Yesterday was a long day. It began before the sun had fully shown up. My body was already awake, already humming with that familiar ache that doesn’t ask questions or wait for permission. It’s the pain that settles in early, like a reminder: today will take more than you planned to give. I went alone. Not because I didn’t appreciate the love or the offer of support, but because I knew what I would need once the road stretched out in front of me. I needed quiet. I needed room to breathe without holding anyone else’s worry. I needed the freedom to feel whatever came without managing it for someone else.
On the way there, I did what I always do. I prayed. I asked God to meet me the way He always has, through music. Worship is where my soul loosens its grip. These days, it’s almost all I listen to. We attend a home church now, and while it feeds me in quiet, faithful ways, I miss the worship where your voice cracks, where your chest feels too full to contain what’s inside it. I miss pouring everything out until there’s nothing left to carry. The car became that space. I sang. I cried. I handed over fear, exhaustion, and the small, stubborn hope I keep tucking into my pocket every time I drive toward another test. I asked God to show me something… anything… that said this mattered. That I mattered. That this wasn’t just another mile marker on a road I’ve been walking for years.
This was my third EMG, but it was the first one that truly focused on the places that have been screaming the loudest. The first time I felt like someone was finally looking where I’d been pointing all along. For anyone who’s never had one, an EMG isn’t gentle. The doctor places needles into muscles.
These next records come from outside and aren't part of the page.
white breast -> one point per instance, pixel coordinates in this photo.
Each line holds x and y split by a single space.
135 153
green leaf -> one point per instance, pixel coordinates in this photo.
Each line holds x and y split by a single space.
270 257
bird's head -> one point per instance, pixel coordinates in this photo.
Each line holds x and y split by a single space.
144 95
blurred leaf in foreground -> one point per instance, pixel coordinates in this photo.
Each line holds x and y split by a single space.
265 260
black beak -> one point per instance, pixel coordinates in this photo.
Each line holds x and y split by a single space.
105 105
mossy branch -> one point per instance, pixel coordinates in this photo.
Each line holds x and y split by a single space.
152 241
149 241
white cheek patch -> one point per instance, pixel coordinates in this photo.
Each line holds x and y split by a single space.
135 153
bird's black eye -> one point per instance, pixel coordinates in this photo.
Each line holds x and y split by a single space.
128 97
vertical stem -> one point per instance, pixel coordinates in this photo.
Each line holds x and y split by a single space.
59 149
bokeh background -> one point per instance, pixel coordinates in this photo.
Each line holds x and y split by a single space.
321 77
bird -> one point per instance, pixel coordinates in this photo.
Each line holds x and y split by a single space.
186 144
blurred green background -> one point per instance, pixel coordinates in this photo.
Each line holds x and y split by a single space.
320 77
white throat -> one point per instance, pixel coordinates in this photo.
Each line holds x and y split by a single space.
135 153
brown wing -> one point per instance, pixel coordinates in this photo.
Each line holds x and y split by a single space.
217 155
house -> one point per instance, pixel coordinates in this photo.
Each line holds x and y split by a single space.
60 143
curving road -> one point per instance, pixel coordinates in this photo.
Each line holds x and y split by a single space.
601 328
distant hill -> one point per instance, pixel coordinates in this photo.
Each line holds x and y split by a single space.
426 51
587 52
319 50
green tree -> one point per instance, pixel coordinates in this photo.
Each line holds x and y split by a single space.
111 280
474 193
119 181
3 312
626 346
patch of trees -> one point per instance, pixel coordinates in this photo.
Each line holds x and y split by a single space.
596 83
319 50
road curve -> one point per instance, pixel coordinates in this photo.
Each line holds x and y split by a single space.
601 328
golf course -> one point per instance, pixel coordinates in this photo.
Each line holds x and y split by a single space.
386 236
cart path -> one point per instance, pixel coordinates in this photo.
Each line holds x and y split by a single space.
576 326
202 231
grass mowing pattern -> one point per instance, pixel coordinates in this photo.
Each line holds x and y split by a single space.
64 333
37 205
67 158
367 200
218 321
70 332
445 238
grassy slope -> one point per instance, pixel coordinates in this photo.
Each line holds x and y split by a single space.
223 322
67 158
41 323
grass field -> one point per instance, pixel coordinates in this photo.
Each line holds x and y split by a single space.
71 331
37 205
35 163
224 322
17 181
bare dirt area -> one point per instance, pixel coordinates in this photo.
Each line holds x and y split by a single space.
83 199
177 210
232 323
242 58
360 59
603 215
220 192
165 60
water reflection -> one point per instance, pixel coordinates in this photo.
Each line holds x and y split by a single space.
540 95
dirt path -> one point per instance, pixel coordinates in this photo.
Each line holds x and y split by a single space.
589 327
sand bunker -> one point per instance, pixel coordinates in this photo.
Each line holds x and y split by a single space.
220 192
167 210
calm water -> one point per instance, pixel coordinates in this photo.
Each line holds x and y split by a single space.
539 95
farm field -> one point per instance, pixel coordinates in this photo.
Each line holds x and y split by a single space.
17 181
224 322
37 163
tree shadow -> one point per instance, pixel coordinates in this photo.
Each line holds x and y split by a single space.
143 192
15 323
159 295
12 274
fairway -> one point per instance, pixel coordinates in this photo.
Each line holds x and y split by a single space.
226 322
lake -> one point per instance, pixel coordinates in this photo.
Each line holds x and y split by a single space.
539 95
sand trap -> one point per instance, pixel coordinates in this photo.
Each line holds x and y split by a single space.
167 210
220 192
Electrical impulses travel through nerves. Your body reacts before your brain has time to prepare. There are jolts you can’t control, moments where your entire system jumps, exposed and vulnerable, while you lie still and hope the data means something. At one point, they hit a “sweet spot.” My entire body jerked. Pain shot through me so fast it stole my breath. My arm throbbed long after, a deep, pulsing ache that settled in and stayed. My legs and feet burned as I walked out, weak and sore, already counting the cost of the drive home.
On the way back, the music played, but I wasn’t really listening anymore. I watched the clock. Four and a half hours… three… two. Time stretched in that cruel way it does when your body hurts and your heart feels heavy, and tears came in waves I didn’t try to stop. I know God has His reasons. I know there is purpose even when I can’t see it. Knowing doesn’t always soften the moment, though. Sometimes it just sits beside you, quiet, while you keep driving. My phone lit up and my eight-year-old told me she missed her momma, and I told her I was trying as hard as I could to get home. My twelve-year-old had chosen to go to her dad’s instead. It made sense. It was more exciting than waiting for Mom to come home sore and tired. I don’t blame her. Still, her empty room greeted me when I walked in, and that absence settled gently but firmly in my chest.
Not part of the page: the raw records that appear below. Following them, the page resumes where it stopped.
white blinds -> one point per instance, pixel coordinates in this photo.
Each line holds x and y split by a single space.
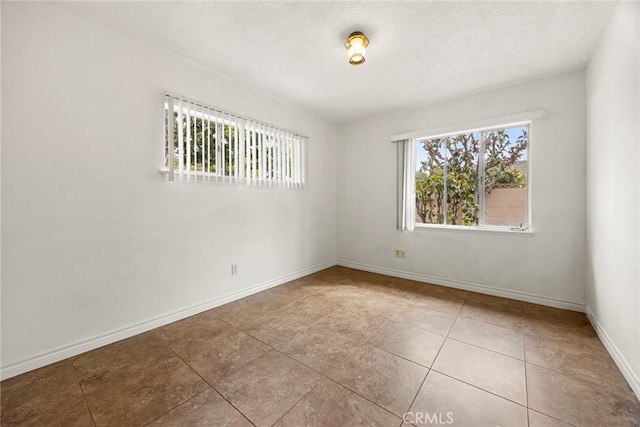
405 192
203 143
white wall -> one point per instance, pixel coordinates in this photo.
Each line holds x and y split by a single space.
549 264
94 238
613 279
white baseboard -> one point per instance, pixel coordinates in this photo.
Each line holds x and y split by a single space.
138 328
627 371
517 295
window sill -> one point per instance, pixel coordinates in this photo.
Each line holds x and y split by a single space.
483 230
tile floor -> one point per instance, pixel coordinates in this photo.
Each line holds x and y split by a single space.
340 348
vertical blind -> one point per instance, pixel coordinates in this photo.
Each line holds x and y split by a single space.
405 184
204 143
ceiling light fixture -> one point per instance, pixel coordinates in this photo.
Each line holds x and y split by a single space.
356 45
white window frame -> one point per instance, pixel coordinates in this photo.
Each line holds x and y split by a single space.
264 154
498 123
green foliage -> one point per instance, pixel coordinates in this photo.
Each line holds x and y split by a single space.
458 155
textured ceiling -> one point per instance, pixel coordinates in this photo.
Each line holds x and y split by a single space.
419 52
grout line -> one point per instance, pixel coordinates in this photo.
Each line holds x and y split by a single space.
479 388
295 404
176 407
552 417
438 353
325 376
486 349
526 382
75 372
206 382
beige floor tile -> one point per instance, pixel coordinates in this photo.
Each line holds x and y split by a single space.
488 336
493 372
496 314
330 405
424 318
279 326
582 357
386 379
205 409
536 419
355 323
265 389
213 348
503 304
578 401
46 396
445 401
134 381
410 343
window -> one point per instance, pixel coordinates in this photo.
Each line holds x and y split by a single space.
476 179
203 143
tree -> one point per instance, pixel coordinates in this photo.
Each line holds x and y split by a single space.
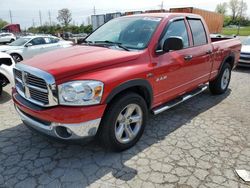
221 8
238 8
2 23
64 17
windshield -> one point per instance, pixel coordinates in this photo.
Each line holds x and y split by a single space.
130 32
246 41
19 42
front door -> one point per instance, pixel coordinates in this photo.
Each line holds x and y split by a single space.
178 71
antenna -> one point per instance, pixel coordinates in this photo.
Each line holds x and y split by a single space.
49 18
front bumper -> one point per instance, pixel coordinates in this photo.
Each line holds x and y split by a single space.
244 60
70 127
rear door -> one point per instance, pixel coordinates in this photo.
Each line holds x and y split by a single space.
36 48
200 66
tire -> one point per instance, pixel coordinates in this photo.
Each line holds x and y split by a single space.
17 58
221 83
117 131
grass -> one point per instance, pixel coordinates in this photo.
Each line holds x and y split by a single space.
244 31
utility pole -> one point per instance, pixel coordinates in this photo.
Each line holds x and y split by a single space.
241 7
40 17
49 18
10 16
33 22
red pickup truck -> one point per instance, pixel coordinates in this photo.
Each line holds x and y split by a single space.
127 68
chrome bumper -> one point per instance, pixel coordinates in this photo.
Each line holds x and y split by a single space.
62 131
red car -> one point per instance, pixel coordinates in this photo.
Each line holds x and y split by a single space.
127 68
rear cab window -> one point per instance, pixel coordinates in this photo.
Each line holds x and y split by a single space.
176 28
198 32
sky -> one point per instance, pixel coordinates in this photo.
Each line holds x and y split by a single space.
26 12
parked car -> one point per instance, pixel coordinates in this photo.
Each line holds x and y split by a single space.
245 53
6 70
128 67
7 37
29 46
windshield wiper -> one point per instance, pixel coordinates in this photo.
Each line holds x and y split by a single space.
112 43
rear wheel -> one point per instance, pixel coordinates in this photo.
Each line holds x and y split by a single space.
17 58
220 84
124 122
When I finally pulled into the driveway, nothing dramatic happened. The house hummed along as if the day hadn’t just carved something out of me. No big conversations. No unpacking. No questions. Just life moving forward. Later, when I tried to go to bed, my eight-year-old didn’t remember me waking her to tell her I was home, and she cried. I let her crawl into bed with me anyway, holding her close even as my body begged for rest. Love won, as it always does, but sleep never came. Around one in the morning, I moved to the recliner hoping my body might settle there, and it didn’t. My arm throbbed, my legs ached, and my side flared every time I shifted. The day replayed itself on a loop; my mind refused to shut off.
Morning arrived without rest, and the questions followed. Small ones. Ordinary ones. Did you do this? Have you done that? Each landing heavier than it should have after a night with no sleep. I tried to steal a few minutes of rest before the day began again, but my body wouldn’t allow it. Soon my eight-year-old will wake, and the real day will begin… ready or not.
I find myself wanting to run. Not away from my life. Not away from my family. Just away from the weight of it for a little while, away from the constant demand to keep going when my body is begging me to stop. I needed yesterday to matter. I needed the test to feel like more than another entry on a long list. I needed the miles, the pain, the prayers whispered between songs to be seen… not loudly, not dramatically… just acknowledged. I know God is still here. I know He heard every prayer I poured out on that road. I know He hasn’t left me in this. But I also know this: some days aren’t about answers. They’re about waking up sore, driving anyway, loving anyway, holding your child when your body is screaming, and getting up again after a night without rest. Yesterday asked for more of me than I had planned to give… and today, it’s asking again.